Abstract
Background
Several novel susceptibility loci for type 2 diabetes have been identified through genome-wide association studies (GWAS) for type 2 diabetes or quantitative traits related to glucose metabolism in European populations. To investigate the association of the 13 new European GWAS-derived susceptibility loci with type 2 diabetes in the Japanese population, we conducted a replication study using 3 independent Japanese case-control studies.
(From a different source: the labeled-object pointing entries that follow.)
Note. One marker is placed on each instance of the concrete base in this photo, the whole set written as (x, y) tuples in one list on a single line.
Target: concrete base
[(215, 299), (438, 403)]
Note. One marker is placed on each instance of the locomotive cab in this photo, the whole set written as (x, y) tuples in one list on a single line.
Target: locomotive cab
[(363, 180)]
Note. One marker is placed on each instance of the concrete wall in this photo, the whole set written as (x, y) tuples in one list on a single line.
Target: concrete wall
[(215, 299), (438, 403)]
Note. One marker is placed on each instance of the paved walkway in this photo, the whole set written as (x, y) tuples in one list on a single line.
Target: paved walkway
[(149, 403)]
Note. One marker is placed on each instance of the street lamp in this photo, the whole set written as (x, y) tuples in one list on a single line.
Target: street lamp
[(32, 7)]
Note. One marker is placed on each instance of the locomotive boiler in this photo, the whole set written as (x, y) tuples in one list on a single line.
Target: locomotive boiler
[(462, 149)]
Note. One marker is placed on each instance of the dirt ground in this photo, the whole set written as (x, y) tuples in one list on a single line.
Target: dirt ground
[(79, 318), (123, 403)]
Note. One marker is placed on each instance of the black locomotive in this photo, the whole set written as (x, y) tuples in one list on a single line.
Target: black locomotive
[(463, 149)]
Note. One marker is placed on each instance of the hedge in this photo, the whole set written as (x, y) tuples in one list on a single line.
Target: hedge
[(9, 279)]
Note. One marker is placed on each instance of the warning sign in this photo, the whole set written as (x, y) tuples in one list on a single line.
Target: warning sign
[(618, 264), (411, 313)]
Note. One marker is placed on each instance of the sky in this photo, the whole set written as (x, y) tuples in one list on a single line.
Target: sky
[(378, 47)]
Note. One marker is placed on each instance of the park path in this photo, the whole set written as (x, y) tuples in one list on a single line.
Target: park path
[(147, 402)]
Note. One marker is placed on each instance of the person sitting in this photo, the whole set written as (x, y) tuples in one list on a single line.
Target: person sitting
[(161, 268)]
Methodology/Principal Findings
We examined the association of single nucleotide polymorphisms (SNPs) within 13 loci (MTNR1B, GCK, IRS1, PROX1, BCL11A, ZBED3, KLF14, TP53INP1, KCNQ1, CENTD2, HMGA2, ZFAND6 and PRC1) with type 2 diabetes using 4,964 participants (2,839 cases and 2,125 controls) from 3 independent Japanese samples. The association of each SNP with type 2 diabetes was analyzed by logistic regression analysis. Further, we performed combined meta-analyses for the 3 studies and previously performed Japanese GWAS data (4,470 cases vs. 3,071 controls). The meta-analysis revealed that rs2943641 in the IRS1 locus was significantly associated with type 2 diabetes, (P = 0.0034, OR = 1.15 95% confidence interval; 1.05–1.26) and 3 SNPs, rs10930963 in the MTNR1B locus, rs972283 in the KLF14 locus, and rs231362 in the KCNQ1 locus, had nominal association with type 2 diabetes in the present Japanese samples (P<0.05).
Conclusions
These results indicate that IRS1 locus may be common locus for type 2 diabetes across different ethnicities.
Introduction
Type 2 diabetes is a chronic metabolic disorder characterized by hyperglycemia, variable degrees of insulin resistance, and impaired insulin secretion. The total number of individuals with diabetes mellitus is estimated to be nearly 300 million worldwide, and its prevalence continues to increase in many countries, including Japan. Although the precise mechanisms underlying the development and progression of type 2 diabetes have not been elucidated, it is considered that genetic factors play an important role in the pathogenesis of the disease [1]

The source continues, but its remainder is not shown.